Découverte : mon quartier, l’eldorado des noctambules

Article : Découverte : mon quartier, l’eldorado des noctambules
Crédit: Nesta Yamgoto
19 août 2021

Découverte : mon quartier, l’eldorado des noctambules

Quand j’ai prononcé le nom de mon quartier, ils se sont tous retournés, les yeux braqués sur moi. Ils me regardaient avec insistance. Moi, j’ai l’impression d’avoir blasphémé. Tétanisé par les regards, je peinais à poursuivre ma présentation. « Pourquoi le nom de mon quartier fait aussi peur ? », m’interroge-je.

En fait,  je loge dans ce petit quartier de la capitale. Un lieu étroit et englouti en pleine cœur de N’Djamena. J’avoue d’avance que mon quartier n’a rien d’extraordinaire. Dans la journée, c’est un quartier presque normal.  Mon quartier est cosmopolite et paisible. On compte de grands sportifs qui ont fait la fierté du pays. Nous n’avons pas moins de cinq églises et mosquées. Mais les gens préfèrent mon quartier la nuit.

Couché du soleil

Ce soir comme toujours, les filles sont en rang. Elles se sont faites belles par des artifices et attendent les premiers venus. Instantanément, les bars ouvrent grandement leurs portes. La musique est poussée à fond. Devant ce snack populaire, les filles de joie déambulent avec faste. Elles bondent leurs poitrines aux passants. Hèlent et charment tout le monde. Les doyens de ces couloirs connaissent tous les signes.  Pas besoin de tourner autour du pot ou de négocier le prix. Ils entrent directement en chambre et ressortent heureux comme s’ils avaient passé une minute au paradis. Les novices, eux tournent les pouces, se cachent, prennent du temps de choisir entre les rondes, les chétives, les noires et les claires. Pour rendre les choses faciles, elles les attirent au couloir loin du regard. Dans ces couloirs,  tout est permis : le prix du sexe est négocié. L’accord toujours scellé.

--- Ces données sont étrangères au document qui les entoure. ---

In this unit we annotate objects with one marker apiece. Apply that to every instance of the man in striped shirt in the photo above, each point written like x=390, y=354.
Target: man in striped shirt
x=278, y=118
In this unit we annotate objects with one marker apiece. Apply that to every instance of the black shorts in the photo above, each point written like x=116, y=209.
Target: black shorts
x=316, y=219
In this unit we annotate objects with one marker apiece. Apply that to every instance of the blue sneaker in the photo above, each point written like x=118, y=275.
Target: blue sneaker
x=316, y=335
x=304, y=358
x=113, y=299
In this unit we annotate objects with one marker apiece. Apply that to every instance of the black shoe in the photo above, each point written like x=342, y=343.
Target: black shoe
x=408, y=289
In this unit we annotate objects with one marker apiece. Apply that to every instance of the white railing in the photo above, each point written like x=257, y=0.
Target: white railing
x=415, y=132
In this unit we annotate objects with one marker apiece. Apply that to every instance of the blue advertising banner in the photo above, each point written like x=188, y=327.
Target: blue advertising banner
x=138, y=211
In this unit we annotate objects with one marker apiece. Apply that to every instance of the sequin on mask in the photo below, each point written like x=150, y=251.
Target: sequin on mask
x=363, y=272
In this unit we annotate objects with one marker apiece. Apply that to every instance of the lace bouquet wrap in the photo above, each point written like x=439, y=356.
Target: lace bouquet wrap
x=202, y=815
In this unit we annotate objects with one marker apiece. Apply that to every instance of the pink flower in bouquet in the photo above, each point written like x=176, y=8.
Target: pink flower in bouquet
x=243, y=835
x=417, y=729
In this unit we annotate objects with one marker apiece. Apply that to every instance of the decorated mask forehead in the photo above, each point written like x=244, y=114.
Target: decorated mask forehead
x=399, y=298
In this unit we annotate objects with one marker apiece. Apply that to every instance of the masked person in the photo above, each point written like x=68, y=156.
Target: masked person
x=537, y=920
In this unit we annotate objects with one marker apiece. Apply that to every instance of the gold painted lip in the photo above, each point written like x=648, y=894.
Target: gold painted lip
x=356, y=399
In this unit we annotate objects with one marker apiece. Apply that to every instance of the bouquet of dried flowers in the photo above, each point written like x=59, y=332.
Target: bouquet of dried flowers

 Mais parfois, la satisfaction n’est pas au rendez-vous. Hier par exemple, une des filles tabassait son client de toutes ses forces. « Tu vas me payer mon argent », dit-elle en enchainant des coups. Elle lui reprochait d’avoir consommé le fruit défendu sans payer. Ces scènes sont fréquentes. La plus spectaculaire, c’était celle dans laquelle l’une d’elles fuyaient son client. Elle l’accusait d’avoir trop duré. Ce dernier, ne voulait pas aussi lâcher-prise. Il a fallu l’arrivée de la police pour que le monsieur s’éclipse dans la foule. Il ne voudrait pas être appréhendé pour trouble à l’ordre public et bagarre.

L’impuissance ?

Même si leur métier est interdit par la loi tchadienne, la police semble être fatiguée de les interpeller quotidiennement. D’ailleurs, il se dit que pour ne pas créer un incident diplomatique, il faut laisser ces filles de joie en paix. J’ai failli oublier de vous dire que la majorité de ces filles viennent des pays voisins. Elles sont venues se chercher comme elles le font savoir. Une chantait que grâce à l’argent qu’elle gagne, son fils va bientôt finir ses études.  D’autres disent qu’elles sont en chantier dans leurs pays respectifs.  A chaque fois qu’elles se vantent, moi je fais mon petit calcul : elle gagne milles à deux milles francs CFA par éjaculation de leur client. Dans une soirée, elles peuvent compter facilement quatre hommes différents. Si on multiplie cette somme par mois et qu’on soustrait les frais mensuels du loyer, la ration alimentaire, les imprévus… combien peuvent-elles économiser par mois ?  

Laissons tomber. Mon quartier n’a pas que ces filles de joies. Il compte une centaine de bars et snack. Une vingtaine d’auberges (passe-temps). Mon quartier est comme la rue Princesse à Abidjan ou le grand boulevard du stade de l’amitié de Cotonou. Mon quartier est comme Las Vegas.  On n’y trouve tout. Mon quartier c’est Kabalaye. Et je suis sûr d’avoir croisé deux ou trois personnes dans cette salle la nuit de mon quartier. Ils y étaient pour ses bières glacées, ses filles de joie et pour écouter de la Rumba.